Later in the film, we are taken inside Annie's and Walter's bedroom and shown the "clockwork." While "Makin' Whoopie" plays in the background, Annie and Walter go through what is clearly a well-practiced routine of preparing the room for Walter to sleep in a minimum of allergy-induced discomfort. "Another season, another reason for makin' whoopie?" Not here. Not with this guy.

In a world where it's easier to be killed by a terrorist than to get married past the age of forty—as we are (incorrectly) told by more than one character in the film—people are keenly aware of their biological clocks. When Annie hears Sam and his son Jonah on the radio, she is keenly reminded of something she wants, something her parents had, and something she knows she will never have with Walter. She wants a spark, yes. She wants excitement, to be sure. But also—maybe most importantly—she wants children. Walter—as the film would have us understand in harshly evolutionary, survival-of-the-fittest terms—is not the type of man who can sire strong children; Sam Baldwin comes equipped with a son already, and offers the possibility of more children in the future.

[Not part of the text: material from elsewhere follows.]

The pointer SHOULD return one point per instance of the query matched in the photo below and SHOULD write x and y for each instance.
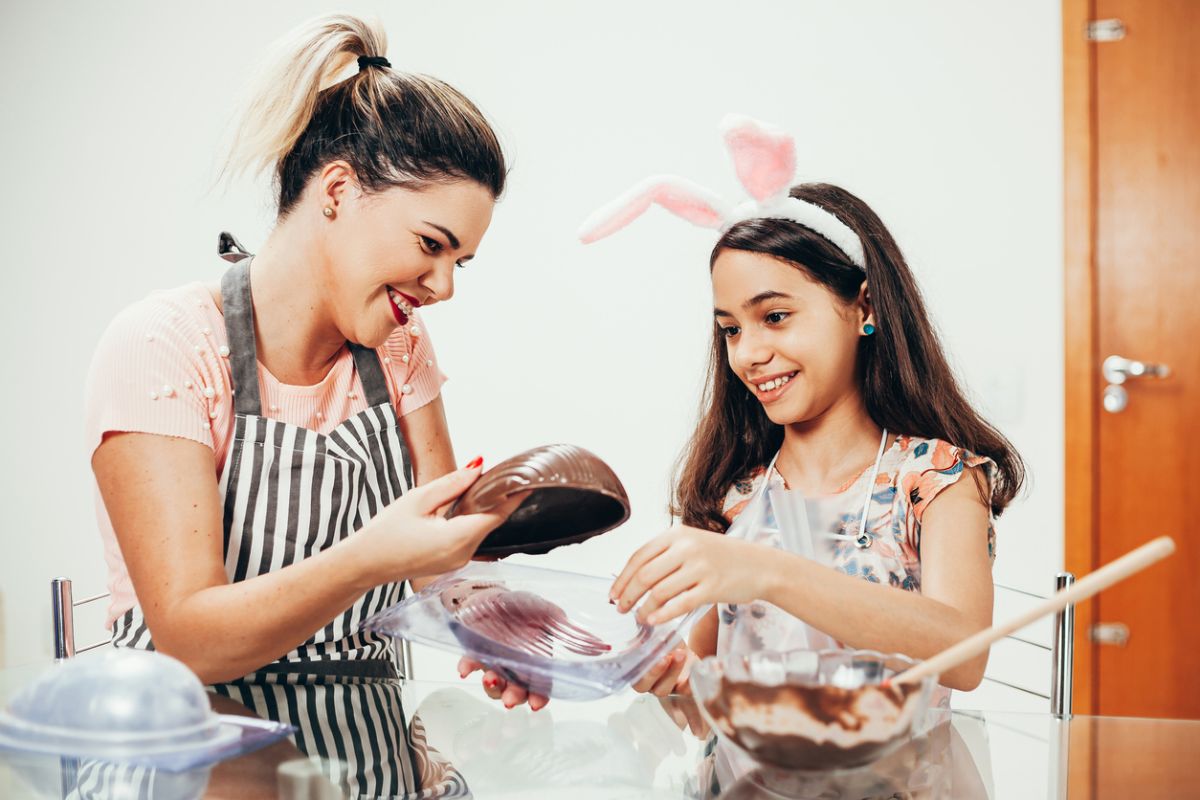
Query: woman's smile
(402, 305)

At the end of the movie, Sam and Jonah meet Annie at the top of the Empire State Building. As the elevator doors close on the starry-eyed couple and the young boy, the audience celebrates not just the triumph of love, but the creation of a new family. We can only hope that Walter goes on to find happiness with a woman who has no interest in having children, or who, like Sam, has already done so.

I'm not saying Sleepless In Seattle's underlying themes of fertility, virility, and reproduction are what have won over fans, but I do think they make the film more interesting and deserve consideration.


  1. Why is there only one post on this blog? I demand more commentary!!